Crossposted from the AI Alignment Forum. May contain more technical jargon than usual.
After a year of negotiation, the NSF has announced a $20 million request for proposals for empirical AI safety research.
Here is the detailed program description.
The request for proposals is broad, as is common for NSF RfPs. Many safety avenues, such as transparency and anomaly detection, are in scope:
- "reverse-engineering, inspecting, and interpreting the internal logic of learned models to identify unexpected behavior that could not be found by black-box testing alone"
- "Safety also requires... methods for monitoring for unexpected environmental hazards or anomalous system behaviors, including during deployment."
Note that research that has high capabilities externalities is explicitly out of scope:
"Proposals that increase safety primarily as a downstream effect of improving standard system performance metrics unrelated to safety (e.g., accuracy on standard tasks) are not in scope."
Thanks to OpenPhil for funding a portion the RfP---their support was essential to creating this opportunity!
With the advent of Sydney and now this, I'm becoming more inclined to believe that AI Safety and policies related to it are very close to being in the overton window of most intellectuals (I wouldn't say the general public, yet). Like, maybe within a year, more than 60% of academic researchers will have heard of AI Safety. I don't feel confident whatsoever about the claim, but it now seems more than ~20% likely. Does this seem to be a reach?

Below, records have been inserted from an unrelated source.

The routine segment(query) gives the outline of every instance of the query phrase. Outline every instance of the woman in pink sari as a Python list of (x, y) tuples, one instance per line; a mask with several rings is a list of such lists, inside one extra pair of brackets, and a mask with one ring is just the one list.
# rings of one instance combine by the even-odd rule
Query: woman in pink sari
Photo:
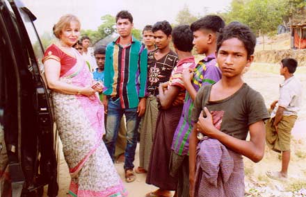
[(48, 47), (43, 62), (52, 98), (56, 125), (68, 164), (70, 196), (127, 196), (122, 182), (103, 143), (104, 107), (80, 53), (72, 45), (80, 22), (74, 15), (62, 17), (54, 27), (59, 42)]

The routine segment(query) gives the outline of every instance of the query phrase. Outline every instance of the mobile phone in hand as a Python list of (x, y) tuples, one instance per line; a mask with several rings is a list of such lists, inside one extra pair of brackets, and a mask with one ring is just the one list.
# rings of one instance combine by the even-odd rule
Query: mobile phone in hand
[(99, 82), (97, 82), (96, 83), (95, 83), (94, 85), (92, 85), (92, 86), (91, 87), (91, 88), (95, 89), (97, 87), (97, 86), (98, 86), (99, 85)]

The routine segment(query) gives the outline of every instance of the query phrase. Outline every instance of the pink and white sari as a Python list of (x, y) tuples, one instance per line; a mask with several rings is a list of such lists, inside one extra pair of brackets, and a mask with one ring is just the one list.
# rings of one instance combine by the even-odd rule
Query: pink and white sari
[[(92, 84), (92, 76), (76, 53), (76, 65), (60, 80), (79, 87)], [(102, 141), (104, 107), (97, 96), (52, 92), (56, 125), (72, 178), (70, 196), (127, 196)]]

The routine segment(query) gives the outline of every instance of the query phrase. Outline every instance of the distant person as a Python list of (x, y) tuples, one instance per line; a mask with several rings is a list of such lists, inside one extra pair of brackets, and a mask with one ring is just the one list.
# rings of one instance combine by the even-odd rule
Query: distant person
[(280, 74), (284, 76), (284, 80), (280, 85), (280, 98), (271, 105), (271, 117), (266, 125), (268, 146), (274, 151), (282, 153), (280, 171), (266, 172), (266, 175), (273, 179), (282, 180), (288, 176), (291, 130), (303, 101), (302, 84), (293, 75), (297, 67), (295, 59), (282, 60)]
[(156, 49), (155, 47), (154, 34), (152, 31), (152, 25), (146, 25), (143, 30), (143, 39), (145, 44), (145, 47), (147, 49), (147, 53), (150, 53)]
[[(102, 84), (104, 83), (104, 64), (105, 64), (105, 53), (106, 49), (105, 46), (98, 46), (95, 49), (94, 55), (95, 58), (97, 61), (97, 65), (98, 67), (92, 73), (93, 78), (95, 80), (99, 81)], [(103, 94), (102, 92), (99, 93), (100, 101), (103, 102)], [(107, 119), (107, 112), (105, 113), (105, 119), (106, 122)], [(120, 121), (120, 126), (119, 127), (118, 137), (116, 141), (115, 157), (117, 158), (118, 162), (124, 161), (124, 150), (127, 146), (127, 129), (125, 128), (125, 121), (124, 119), (122, 118)], [(121, 156), (121, 158), (119, 157)], [(118, 160), (120, 159), (120, 160)]]
[(81, 42), (82, 42), (83, 46), (83, 58), (87, 62), (90, 71), (93, 72), (97, 67), (97, 65), (93, 55), (93, 51), (89, 50), (90, 46), (90, 39), (88, 36), (84, 35), (81, 38)]
[(177, 196), (189, 196), (189, 137), (193, 126), (191, 110), (199, 89), (218, 82), (221, 72), (216, 66), (216, 50), (217, 35), (225, 26), (224, 21), (216, 15), (207, 15), (193, 22), (191, 29), (193, 33), (192, 41), (196, 51), (204, 54), (194, 69), (183, 71), (183, 82), (187, 91), (183, 111), (175, 130), (172, 143), (170, 174), (177, 178)]
[(76, 49), (76, 51), (79, 51), (79, 53), (80, 53), (81, 55), (83, 54), (83, 45), (82, 45), (82, 42), (79, 40), (78, 40), (73, 46), (73, 48), (74, 48), (75, 49)]
[(107, 109), (105, 142), (111, 157), (114, 160), (115, 144), (119, 123), (125, 115), (127, 121), (127, 148), (124, 173), (126, 182), (134, 181), (135, 151), (140, 117), (145, 111), (147, 83), (147, 49), (145, 44), (131, 35), (133, 17), (127, 10), (115, 17), (119, 37), (106, 47), (104, 94)]
[[(177, 182), (174, 178), (170, 176), (167, 170), (169, 160), (165, 160), (164, 159), (170, 157), (170, 155), (168, 152), (163, 151), (166, 149), (164, 148), (166, 144), (159, 146), (160, 143), (168, 142), (168, 139), (163, 139), (161, 136), (157, 138), (157, 136), (155, 136), (159, 132), (156, 127), (159, 116), (156, 96), (161, 93), (159, 91), (159, 87), (161, 84), (169, 80), (171, 73), (177, 64), (178, 56), (170, 49), (172, 27), (168, 22), (156, 22), (153, 26), (152, 31), (154, 34), (157, 50), (151, 52), (147, 58), (148, 85), (147, 92), (150, 94), (150, 96), (147, 98), (147, 110), (140, 128), (140, 137), (143, 138), (143, 139), (145, 140), (140, 141), (140, 148), (142, 148), (143, 146), (145, 146), (145, 160), (144, 166), (142, 167), (147, 171), (146, 182), (159, 187), (159, 189), (147, 194), (146, 196), (154, 196), (154, 195), (169, 196), (170, 191), (176, 190)], [(177, 109), (176, 112), (180, 113), (179, 109)], [(168, 121), (169, 126), (173, 126), (171, 120), (168, 120)], [(163, 133), (161, 131), (159, 135), (162, 135)], [(155, 139), (161, 137), (163, 139), (162, 142), (155, 142)], [(161, 155), (159, 156), (163, 159), (156, 158), (154, 153), (161, 153)], [(165, 169), (166, 166), (167, 166), (166, 169)]]
[(102, 137), (104, 107), (96, 84), (79, 53), (72, 48), (81, 24), (72, 15), (54, 27), (59, 42), (49, 46), (42, 59), (54, 102), (56, 126), (71, 176), (71, 196), (127, 196)]
[(242, 155), (255, 162), (264, 157), (264, 121), (269, 114), (261, 95), (242, 79), (255, 44), (250, 28), (237, 22), (218, 36), (221, 79), (201, 87), (191, 112), (197, 123), (189, 143), (191, 197), (245, 196)]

I was watching an interview with that NYT reporter who had the newsworthy Bing chat interaction, and he used some language that made me think he'd searched for people talking about Bing chat and read Evan's post or a direct derivative of it.
Basically yes, I'd say that AI safety is in fact in the overton window. What I see as the problem is more that a bunch of other stupid stuff is also in the overton window.
One can hope, although I see very little evidence for it.
Most evidence I see, is an educated and very intelligent person, writing about AI (not their field), and when reading it I could easily have been a chemist reading about how the 4 basic elements makes it abundantly clear that bla bla - you get the point.
And I don't even know how to respond to that, the ontology displayed is to just fundamentally wrong, and tackling that feels like trying to explain differential equations to my 8 year old daughter (to the point where she grooks it).
There is also the problem of engaging such a person, its very easy to end up alienating them and just cementing their thinking.
That doesn't mean I think it is not worth doing, but its not some casual off the cuff thing.
This is a pretty common problem. If anyone ever needs to explain AI safety to someone, with minimal risk of messing up, I think that giving them pages 137-149 from Toby Ord's The Precipice is the best approach. It's simple, one shot, and does everything right.
I think the language here is importantly different from placing capabilities externalities as out of scope. It seems to me that it only excludes work that creates safety merely by removing incompetence as measured by standard metrics. For example, it's not clear to me that this excludes work that improves a model's situational awareness or that creates tools or insights into how a model works with more application to capabilities than to safety.
Wow, this is an incredible achievement given how AI safety is still a relatively small field. For example, this post by 80,000 hours said that $10 - $50 million was spent globally on AI safety in 2020 according to The Precipice. Therefore this grant is roughly equivalent to an entire year of global AI safety funding!
Why do they need to be in the US?
The NSF has political stakeholders.
Hmm, I suppose if as some might hypothesize AI just fails to manifest, considerations like "which country contains people with experience doing research" remain live.
In a large and prosperous country, the biggest decision makers probably have dozens, if not hundreds, of interest groups with even more influence, resources, and even smarter folks then the AI alignment community with even more adroitly crafted arguments, competing for their attention every day.
Is this through the NSF Convergence Accelerator or a different NSF program?
Looking into it more, pretty sure it's a different NSF program. The Convergence Accelerator process is still underway and it will likely be in the coming months that topics are selected for possible funding, including potentially AI safety.